It took two hours to drive from the airport to the house. The ride was so long that the only response to Aunty Schola questions were either “yes, no or hmmm.”
“We are home now; this is Huddinge,” Aunty Schola spoke in a high pitch voice.
Efe could not understand what she was saying; it sounded like a bee buzzing in her ears. She opened the car door to step out, and as her Aunty unlocked the car trunk.
“What is the matter?” Aunty Schola asked Efe as she rubbed her cheeks.
“Am tired Aunty,” Efe replied. She could not say hungry because she did not want her aunt to see her that way. She felt tired was more appropriate for the situation.
“Osaze come down o!” Aunty Schola yelled from behind the car as she lifted one luggage from the trunk to the ground. Osaze was sleeping in the back seat; he did not notice that the car had stopped moving, and nobody noticed he was sleeping either. He looked out the window in shock and replied, “Yes ma” in a soft voice. He came out and went to get his bag.
The underground parking garage was slightly dark even if it was still morning. There was a dimmed bulb light hanging beside the wire gate. Osaze and Efe stood at the side with their bags waiting for Aunty Schola to park beside the wire gate properly. Efe leaned forward to see whose shadow was descending the staircase.

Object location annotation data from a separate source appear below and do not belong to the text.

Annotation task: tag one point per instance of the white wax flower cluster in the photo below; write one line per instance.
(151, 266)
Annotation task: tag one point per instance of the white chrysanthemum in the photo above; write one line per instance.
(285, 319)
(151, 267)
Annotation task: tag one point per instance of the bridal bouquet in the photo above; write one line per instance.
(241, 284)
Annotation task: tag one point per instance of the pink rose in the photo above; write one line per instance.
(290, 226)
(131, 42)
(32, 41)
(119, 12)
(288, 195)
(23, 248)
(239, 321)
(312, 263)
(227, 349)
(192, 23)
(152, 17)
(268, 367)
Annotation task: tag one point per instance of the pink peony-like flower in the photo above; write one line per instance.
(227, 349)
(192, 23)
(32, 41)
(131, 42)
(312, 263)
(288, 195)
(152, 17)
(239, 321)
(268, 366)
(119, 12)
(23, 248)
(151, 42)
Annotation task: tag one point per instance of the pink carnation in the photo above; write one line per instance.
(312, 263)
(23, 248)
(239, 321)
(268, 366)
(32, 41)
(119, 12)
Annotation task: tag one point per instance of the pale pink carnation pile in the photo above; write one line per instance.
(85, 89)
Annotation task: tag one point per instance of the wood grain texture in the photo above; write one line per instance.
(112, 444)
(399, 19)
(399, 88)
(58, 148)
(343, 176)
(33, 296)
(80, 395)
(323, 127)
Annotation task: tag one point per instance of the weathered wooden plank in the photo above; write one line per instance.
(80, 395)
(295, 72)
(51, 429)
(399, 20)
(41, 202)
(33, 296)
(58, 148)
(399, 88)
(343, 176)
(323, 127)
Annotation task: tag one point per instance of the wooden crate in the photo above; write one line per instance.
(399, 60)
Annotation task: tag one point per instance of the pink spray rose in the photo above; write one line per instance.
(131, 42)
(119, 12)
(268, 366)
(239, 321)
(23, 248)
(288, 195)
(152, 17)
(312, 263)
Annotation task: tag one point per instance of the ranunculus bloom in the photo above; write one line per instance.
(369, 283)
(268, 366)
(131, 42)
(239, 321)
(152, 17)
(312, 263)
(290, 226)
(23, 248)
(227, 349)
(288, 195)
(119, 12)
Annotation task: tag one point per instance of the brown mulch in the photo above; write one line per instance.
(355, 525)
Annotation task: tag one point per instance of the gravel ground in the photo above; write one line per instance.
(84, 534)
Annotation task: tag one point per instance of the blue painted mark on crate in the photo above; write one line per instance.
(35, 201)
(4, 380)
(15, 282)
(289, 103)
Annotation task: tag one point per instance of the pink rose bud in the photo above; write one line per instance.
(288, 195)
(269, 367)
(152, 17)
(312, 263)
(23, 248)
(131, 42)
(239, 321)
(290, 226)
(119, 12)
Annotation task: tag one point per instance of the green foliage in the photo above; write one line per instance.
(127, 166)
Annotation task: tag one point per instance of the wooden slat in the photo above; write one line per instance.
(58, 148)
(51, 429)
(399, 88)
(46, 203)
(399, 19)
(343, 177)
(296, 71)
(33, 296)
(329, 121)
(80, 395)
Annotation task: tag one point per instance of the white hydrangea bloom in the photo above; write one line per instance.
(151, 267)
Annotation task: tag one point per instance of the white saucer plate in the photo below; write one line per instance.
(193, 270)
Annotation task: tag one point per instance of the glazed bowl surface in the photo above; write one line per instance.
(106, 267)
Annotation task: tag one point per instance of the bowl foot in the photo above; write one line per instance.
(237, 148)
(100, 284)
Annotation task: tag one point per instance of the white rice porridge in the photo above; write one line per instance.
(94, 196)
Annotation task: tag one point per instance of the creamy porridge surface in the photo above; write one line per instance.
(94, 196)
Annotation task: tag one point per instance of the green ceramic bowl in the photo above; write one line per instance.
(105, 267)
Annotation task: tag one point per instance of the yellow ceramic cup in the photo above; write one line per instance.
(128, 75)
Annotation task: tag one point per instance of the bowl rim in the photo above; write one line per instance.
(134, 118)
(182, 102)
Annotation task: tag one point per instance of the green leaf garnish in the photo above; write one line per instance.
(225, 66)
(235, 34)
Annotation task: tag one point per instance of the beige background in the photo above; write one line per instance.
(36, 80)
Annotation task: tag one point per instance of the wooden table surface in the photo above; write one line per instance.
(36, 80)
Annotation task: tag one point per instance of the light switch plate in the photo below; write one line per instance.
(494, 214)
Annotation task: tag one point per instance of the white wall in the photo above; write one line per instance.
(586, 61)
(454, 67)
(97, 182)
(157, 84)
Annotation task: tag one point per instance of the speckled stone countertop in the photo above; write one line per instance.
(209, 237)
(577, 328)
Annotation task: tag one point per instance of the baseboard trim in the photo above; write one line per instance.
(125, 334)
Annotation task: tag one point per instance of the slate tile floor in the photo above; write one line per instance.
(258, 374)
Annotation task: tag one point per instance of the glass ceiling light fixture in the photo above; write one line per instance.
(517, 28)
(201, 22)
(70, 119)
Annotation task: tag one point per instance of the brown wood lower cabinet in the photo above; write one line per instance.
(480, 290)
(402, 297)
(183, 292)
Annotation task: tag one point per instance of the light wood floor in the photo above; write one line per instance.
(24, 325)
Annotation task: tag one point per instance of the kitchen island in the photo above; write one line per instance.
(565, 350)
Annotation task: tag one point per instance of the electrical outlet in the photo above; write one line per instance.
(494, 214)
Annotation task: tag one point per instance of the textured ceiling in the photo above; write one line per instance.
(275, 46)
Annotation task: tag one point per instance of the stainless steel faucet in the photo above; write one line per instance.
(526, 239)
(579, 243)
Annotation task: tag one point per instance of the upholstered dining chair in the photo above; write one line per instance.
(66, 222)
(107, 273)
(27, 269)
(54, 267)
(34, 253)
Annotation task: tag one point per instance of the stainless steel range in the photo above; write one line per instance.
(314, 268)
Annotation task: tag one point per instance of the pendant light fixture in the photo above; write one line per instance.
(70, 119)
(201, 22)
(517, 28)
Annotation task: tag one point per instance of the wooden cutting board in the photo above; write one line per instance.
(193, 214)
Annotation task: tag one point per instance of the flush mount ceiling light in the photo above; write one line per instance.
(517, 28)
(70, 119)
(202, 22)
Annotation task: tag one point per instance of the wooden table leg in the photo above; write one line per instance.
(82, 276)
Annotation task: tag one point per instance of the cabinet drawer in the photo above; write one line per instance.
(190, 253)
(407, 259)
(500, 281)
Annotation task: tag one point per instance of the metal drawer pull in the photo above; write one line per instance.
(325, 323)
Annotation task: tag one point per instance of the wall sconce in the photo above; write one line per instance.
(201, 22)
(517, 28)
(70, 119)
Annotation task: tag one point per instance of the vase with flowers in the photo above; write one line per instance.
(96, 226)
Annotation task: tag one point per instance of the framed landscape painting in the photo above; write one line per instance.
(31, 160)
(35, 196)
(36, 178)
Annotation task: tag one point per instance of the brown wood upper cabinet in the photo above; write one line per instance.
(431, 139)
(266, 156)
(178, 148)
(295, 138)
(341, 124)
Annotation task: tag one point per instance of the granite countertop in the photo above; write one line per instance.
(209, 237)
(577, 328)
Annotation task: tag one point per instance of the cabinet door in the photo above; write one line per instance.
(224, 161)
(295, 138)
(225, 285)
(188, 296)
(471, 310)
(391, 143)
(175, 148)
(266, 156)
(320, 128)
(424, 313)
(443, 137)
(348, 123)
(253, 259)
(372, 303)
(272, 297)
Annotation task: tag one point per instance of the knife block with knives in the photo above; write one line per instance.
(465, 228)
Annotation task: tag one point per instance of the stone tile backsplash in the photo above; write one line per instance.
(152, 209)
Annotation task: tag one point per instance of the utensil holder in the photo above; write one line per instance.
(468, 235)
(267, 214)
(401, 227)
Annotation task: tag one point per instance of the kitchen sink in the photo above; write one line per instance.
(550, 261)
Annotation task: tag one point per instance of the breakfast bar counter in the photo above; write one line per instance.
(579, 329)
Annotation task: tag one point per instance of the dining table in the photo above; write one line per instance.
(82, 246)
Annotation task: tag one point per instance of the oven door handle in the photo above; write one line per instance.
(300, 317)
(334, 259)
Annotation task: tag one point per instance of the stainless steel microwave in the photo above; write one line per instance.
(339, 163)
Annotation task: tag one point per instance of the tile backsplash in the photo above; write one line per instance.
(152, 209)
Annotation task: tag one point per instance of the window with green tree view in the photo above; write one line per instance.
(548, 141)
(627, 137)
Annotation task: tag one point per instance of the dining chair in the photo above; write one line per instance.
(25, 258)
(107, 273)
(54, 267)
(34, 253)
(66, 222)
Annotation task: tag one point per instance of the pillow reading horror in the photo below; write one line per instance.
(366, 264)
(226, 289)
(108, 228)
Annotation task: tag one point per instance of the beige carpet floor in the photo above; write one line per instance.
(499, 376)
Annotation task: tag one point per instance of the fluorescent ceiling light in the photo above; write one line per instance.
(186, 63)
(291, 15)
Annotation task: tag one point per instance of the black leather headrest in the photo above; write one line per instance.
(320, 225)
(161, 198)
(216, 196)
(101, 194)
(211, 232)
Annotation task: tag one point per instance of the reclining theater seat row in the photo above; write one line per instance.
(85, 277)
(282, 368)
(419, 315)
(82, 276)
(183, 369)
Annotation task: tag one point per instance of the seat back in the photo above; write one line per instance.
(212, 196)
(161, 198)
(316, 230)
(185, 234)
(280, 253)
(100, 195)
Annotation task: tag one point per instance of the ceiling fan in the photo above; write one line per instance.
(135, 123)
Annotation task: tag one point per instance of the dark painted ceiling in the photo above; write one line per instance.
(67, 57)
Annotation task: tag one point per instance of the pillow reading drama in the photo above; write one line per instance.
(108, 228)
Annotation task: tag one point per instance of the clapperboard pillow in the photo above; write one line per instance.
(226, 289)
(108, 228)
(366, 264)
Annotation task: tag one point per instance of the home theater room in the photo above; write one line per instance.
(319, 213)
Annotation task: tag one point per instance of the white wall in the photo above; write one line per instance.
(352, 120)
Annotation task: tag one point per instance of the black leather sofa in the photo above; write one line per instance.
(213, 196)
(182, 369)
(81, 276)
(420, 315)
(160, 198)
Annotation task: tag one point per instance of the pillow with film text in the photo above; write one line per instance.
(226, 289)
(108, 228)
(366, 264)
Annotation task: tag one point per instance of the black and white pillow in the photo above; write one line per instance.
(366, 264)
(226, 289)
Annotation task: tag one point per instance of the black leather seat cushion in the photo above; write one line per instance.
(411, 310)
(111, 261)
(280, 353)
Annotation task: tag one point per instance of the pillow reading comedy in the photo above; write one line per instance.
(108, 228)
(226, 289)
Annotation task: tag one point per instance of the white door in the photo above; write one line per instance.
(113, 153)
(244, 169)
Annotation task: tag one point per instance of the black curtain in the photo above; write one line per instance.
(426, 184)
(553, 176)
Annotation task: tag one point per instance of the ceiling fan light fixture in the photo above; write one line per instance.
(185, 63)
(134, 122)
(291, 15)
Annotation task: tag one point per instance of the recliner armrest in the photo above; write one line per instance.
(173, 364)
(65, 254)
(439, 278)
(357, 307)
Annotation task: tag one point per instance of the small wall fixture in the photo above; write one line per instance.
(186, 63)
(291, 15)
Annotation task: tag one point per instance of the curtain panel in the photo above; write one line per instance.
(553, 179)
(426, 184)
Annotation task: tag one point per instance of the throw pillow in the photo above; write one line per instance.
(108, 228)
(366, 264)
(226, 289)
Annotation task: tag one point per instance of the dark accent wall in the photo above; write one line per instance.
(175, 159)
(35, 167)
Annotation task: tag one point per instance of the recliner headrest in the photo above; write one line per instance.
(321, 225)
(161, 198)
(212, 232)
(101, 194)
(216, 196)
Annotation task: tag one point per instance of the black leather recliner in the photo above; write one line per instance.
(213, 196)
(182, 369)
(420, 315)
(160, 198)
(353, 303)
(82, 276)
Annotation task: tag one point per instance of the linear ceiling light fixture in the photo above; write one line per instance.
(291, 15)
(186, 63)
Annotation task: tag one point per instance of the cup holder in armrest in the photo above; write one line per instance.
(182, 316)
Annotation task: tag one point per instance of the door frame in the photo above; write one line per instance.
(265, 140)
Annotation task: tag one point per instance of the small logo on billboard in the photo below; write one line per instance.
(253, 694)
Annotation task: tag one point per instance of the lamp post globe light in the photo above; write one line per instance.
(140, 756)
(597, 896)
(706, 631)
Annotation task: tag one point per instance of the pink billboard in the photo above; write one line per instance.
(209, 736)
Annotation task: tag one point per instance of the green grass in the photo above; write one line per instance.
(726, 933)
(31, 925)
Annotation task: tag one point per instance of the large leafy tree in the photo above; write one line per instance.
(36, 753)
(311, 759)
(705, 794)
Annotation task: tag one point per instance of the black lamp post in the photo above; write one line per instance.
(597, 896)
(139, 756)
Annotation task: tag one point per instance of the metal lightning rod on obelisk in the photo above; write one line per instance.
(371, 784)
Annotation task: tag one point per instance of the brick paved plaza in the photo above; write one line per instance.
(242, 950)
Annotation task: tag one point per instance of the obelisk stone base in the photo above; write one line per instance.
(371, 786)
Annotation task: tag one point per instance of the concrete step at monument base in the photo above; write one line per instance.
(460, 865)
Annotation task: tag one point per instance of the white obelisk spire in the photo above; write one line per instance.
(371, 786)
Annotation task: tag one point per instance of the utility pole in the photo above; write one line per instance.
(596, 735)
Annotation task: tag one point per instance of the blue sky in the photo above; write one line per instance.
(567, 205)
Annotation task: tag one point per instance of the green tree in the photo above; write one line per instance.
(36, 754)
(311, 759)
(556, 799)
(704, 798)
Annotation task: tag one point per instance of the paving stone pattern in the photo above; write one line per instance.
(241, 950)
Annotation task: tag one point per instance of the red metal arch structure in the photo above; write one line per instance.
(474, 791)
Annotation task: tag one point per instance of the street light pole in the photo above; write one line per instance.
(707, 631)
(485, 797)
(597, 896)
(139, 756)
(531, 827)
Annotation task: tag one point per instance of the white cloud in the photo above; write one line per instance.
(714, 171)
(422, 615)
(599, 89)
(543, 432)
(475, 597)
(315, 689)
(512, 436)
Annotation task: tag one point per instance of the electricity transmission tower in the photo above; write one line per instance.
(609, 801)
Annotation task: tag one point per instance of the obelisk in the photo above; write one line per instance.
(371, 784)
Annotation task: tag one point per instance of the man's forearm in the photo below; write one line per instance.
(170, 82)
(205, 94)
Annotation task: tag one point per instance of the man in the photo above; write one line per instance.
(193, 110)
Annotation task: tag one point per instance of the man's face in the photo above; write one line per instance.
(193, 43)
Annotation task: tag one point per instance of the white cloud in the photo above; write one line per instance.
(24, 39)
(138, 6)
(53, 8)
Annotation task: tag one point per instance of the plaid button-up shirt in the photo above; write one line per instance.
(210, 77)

“Come inside, we can go through this place,” Aunty Schola said to them as she opened an orange door that led to the elevator. They all went into the elevator, and Aunty Schola pressed a gray button numbered three that went up to her apartment floor.
“Efe your bag is heavy o, wetin dey inside?” Aunty Schola smiled and turned to look at Efe.
Nothing special ma, it just spices and few of my clothes. Efe’s eyes opened wider as she spoke while the elevator moved from floor to floor. Osaze rested his head on the mirror at the right side of the elevator, bowing his head down.
“Clothes! You will buy new clothes here na.” She stared at Efe’s as she spoke. The elevator stopped on the third floor.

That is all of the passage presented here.